Wednesday, April 8, 2015

Not one and not the right one

Ecotoxicology combines the methods of ecology and toxicology in studying the effects of toxic substances and especially pollutants on the environment. It employs standardized test procedures that work with model organisms to assess the potentially harmful impact of anthropogenic substances on ecosystems. In order to guarantee the compatibility of these tests on a global scale, the laboratories use model species specified by international guidelines.

Earthworms have been chosen for soil toxicity tests. They are ubiquitous and abundant in most soils, and members of the common family Lumbricidae can reach very high densities. Earthworms play a significant role in soil formation, aeration, and nutrient cycling. Eisenia fetida has been chosen as the standard species for soil toxicity tests. It is widely available, easily reared in laboratory cultures, reproduces quickly and steadily under optimal conditions, and there was baseline data on the ecotoxicology of these worms available. However, ever since these worms have been used in standard testing there were discussions whether the animals used belonged to one species or two. 

An international consortium of five laboratories, led by my former supervisor Markus Pfenninger and Jörg Römbke, closely examined the earthworm species used in ecotoxicology tests and tried to verify its assumed species identity by means of DNA Barcoding . In a broadly designed comparative test, conducted by 28 ecotoxicological laboratories from 15 countries and four continents, they were able to show that only 17 of the 28 labs actually worked with the earthworm species of the genus Eisenia that they had specified. However, at eleven institutes, the tests were conducted de facto with other members of this genus.
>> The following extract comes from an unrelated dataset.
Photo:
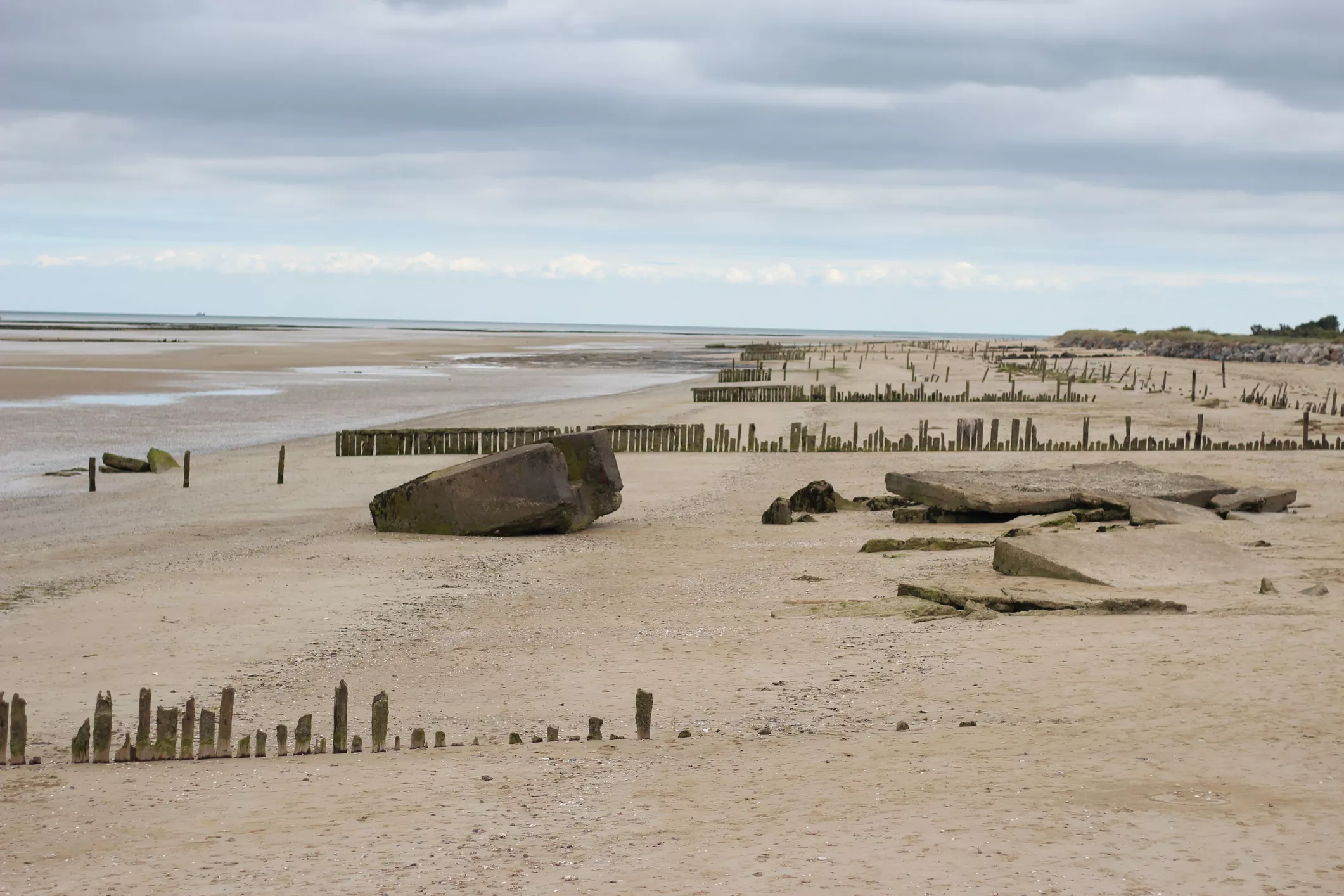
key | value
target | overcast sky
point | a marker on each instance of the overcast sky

Since it is not known to what extent the species in questions differ in their reactions to the tested substances, the results and the compatibility of tests are controversial if they were not uniformly conducted with identical species.

In addition, the study also confirmed the existence of a cryptic species in the laboratories, which, although it does not differ morphologically from one of the described Eisenia species, nonetheless constitutes a distinct genetic species. 

The results of this study are now being presented to standardizing organizations such as the Organization for Economic Cooperation and Development (OECD) and the International Standardization Organization (ISO) in order to include this information in their further standardization work, e.g., by modifying existing individual guidelines or by preparing a Guidance Document which describes the DNA Barcoding procedure independently from the individual guidelines.